Он был совсем мальчишка, этот лейтенант, белобрысый, с острым кадыком и белесыми поросячьими бровками; он и в подметки не годился Степану Калюге, ее мужу; но Степан был где-то там, на войне, а может, его уже и вовсе не было в живых, Степана; может, такой вот щенок уже давно прошил его очередью из автомата; а этот был здесь, и она спуталась с ним. И вся наша улица презирала и ненавидела ее даже сильнее, чем самого лейтенанта: чужак, захватчик, фашист, от него никто ничего не ждал, кроме подлости, а она родилась и выросла на этой улице и когда-то улица любила ее и гордилась ею, — разве есть на земле что-нибудь постыдней предательства…
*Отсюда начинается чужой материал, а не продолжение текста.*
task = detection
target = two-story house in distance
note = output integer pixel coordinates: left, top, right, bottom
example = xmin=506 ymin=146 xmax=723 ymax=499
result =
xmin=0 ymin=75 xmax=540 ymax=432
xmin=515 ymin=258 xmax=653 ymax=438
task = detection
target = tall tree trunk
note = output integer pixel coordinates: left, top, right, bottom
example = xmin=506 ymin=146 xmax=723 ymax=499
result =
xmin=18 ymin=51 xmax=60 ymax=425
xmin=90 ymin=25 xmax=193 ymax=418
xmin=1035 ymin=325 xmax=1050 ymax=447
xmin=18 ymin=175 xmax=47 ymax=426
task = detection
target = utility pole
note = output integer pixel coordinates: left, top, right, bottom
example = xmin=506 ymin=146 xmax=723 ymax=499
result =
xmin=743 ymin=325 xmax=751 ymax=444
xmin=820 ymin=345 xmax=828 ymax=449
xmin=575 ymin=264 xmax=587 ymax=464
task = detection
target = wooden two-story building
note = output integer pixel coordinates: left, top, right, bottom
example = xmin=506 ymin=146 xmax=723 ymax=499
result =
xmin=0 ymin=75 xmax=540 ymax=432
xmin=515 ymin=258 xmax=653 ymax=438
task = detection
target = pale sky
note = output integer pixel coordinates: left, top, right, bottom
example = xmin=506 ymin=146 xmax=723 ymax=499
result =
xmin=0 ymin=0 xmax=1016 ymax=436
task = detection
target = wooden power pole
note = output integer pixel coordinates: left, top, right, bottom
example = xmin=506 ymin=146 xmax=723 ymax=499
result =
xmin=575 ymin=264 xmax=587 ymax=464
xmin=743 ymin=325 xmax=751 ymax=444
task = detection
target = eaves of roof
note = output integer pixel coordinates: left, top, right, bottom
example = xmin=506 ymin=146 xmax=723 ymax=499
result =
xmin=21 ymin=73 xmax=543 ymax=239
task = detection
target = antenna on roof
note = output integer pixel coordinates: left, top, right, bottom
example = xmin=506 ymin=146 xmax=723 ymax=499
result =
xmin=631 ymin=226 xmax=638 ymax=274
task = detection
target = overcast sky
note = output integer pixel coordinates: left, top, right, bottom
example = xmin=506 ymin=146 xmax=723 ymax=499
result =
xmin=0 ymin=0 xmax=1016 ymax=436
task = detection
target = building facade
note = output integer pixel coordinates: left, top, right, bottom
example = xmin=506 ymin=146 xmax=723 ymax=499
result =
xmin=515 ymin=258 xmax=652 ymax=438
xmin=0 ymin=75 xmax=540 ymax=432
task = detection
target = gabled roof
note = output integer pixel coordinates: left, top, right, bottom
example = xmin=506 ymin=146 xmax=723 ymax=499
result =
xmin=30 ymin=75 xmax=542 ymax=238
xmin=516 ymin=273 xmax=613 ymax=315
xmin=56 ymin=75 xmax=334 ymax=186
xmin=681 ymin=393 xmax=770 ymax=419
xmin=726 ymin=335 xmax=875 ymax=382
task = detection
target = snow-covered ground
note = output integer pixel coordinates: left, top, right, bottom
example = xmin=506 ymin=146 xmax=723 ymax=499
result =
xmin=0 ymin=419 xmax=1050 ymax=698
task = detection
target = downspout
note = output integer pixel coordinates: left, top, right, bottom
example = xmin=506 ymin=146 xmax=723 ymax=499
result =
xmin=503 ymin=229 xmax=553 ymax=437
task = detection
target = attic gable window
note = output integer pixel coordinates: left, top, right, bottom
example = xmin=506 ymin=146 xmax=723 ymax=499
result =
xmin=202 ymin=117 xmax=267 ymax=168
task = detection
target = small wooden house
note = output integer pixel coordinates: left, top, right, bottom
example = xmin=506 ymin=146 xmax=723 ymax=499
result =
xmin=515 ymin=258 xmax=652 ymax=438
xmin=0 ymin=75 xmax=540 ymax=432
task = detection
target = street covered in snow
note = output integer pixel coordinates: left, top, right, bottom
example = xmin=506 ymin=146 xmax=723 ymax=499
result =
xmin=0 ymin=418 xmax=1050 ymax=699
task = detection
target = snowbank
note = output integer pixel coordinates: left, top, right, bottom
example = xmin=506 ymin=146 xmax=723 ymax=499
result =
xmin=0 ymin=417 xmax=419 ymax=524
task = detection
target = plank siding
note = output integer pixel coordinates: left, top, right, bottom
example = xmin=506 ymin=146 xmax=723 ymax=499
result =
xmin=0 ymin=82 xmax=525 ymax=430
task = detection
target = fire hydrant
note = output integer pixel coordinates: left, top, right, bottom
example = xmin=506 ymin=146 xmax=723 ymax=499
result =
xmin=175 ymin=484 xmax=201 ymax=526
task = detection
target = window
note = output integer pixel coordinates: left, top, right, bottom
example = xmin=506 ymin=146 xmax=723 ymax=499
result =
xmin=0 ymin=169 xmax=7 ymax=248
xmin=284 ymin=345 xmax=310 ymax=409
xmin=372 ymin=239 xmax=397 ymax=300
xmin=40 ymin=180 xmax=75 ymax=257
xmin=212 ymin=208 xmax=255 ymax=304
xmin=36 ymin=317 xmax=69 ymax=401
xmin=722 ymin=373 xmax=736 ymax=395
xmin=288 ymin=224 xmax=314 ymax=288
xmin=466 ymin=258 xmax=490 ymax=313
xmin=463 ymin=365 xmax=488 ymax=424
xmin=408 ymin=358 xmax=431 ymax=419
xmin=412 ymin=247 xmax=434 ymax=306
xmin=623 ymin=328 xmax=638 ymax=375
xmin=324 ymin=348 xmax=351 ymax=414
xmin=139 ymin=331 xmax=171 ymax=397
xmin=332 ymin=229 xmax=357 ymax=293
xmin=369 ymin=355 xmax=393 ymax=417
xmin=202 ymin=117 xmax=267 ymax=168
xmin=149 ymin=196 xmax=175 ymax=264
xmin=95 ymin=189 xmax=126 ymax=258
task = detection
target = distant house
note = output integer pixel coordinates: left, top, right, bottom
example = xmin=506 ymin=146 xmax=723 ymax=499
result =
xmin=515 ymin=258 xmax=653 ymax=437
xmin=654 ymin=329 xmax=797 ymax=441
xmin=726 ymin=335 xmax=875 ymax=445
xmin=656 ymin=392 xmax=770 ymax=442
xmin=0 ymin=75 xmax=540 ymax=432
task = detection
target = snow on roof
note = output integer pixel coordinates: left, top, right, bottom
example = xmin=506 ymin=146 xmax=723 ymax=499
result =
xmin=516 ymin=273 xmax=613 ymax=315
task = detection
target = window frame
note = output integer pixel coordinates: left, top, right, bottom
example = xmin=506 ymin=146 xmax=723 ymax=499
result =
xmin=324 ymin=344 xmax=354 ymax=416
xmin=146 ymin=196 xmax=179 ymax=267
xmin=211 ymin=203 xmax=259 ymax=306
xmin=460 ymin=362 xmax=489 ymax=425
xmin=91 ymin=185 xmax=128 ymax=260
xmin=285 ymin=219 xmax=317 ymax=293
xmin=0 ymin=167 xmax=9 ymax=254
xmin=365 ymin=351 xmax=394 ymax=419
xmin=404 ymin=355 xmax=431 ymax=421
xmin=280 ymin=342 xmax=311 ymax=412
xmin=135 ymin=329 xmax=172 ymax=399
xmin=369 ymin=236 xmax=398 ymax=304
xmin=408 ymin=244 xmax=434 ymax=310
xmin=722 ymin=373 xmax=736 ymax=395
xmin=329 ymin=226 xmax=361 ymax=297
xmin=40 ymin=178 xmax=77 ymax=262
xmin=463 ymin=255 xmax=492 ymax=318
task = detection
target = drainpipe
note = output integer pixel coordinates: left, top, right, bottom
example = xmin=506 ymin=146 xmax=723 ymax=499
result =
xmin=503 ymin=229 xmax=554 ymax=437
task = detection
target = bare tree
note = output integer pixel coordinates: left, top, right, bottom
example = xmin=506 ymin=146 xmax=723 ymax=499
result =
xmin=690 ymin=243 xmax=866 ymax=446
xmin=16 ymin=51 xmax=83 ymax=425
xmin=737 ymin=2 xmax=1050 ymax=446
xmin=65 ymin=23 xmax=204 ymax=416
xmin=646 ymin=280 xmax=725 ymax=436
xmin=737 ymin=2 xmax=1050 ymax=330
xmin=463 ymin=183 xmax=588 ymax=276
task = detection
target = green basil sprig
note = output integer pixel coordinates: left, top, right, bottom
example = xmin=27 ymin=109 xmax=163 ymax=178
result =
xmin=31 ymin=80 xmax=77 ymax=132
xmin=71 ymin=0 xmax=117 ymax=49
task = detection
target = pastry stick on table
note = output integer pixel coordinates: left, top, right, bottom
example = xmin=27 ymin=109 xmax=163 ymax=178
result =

Если бы она оказалась просто потаскухой, одной из тех размалеванных потаскух в пестрых, с глубокими вырезами, платьях, с высокими, на немецкий манер, прическами в колбасках-локонах, с визгливыми голосами и голодными вороватыми взглядами… если бы она оказалась одной из потаскух, которые появились на центральной улице города, Социалистической, едва ее переименовали в «Гитлерштрассе», всем на это, как говорил кузнец Данила, было бы наплевать и растоптать: какого только дерьма не повылазило в войну из затхлых клоповников. Но она не таскалась с офицерьем по ресторанам и не отбеливала каштановые волосы перекисью водорода, чтобы походить на Лорелею. Не меняла каждый день кавалеров и не вставляла в разговор исковерканные немецкие слова. Она просто жила со своим лейтенантом, словно он, а не Степан был ей законный муж, — разошлась с одним, вышла за другого, экая невидаль… Словно этот другой не был заклятым врагом всей нашей улице, всему нашему городу, всей нашей стране, хоть и не допрашивал сам, не пытал, не расстреливал, а только переводил — где и когда он умудрился так здорово выучить русский язык…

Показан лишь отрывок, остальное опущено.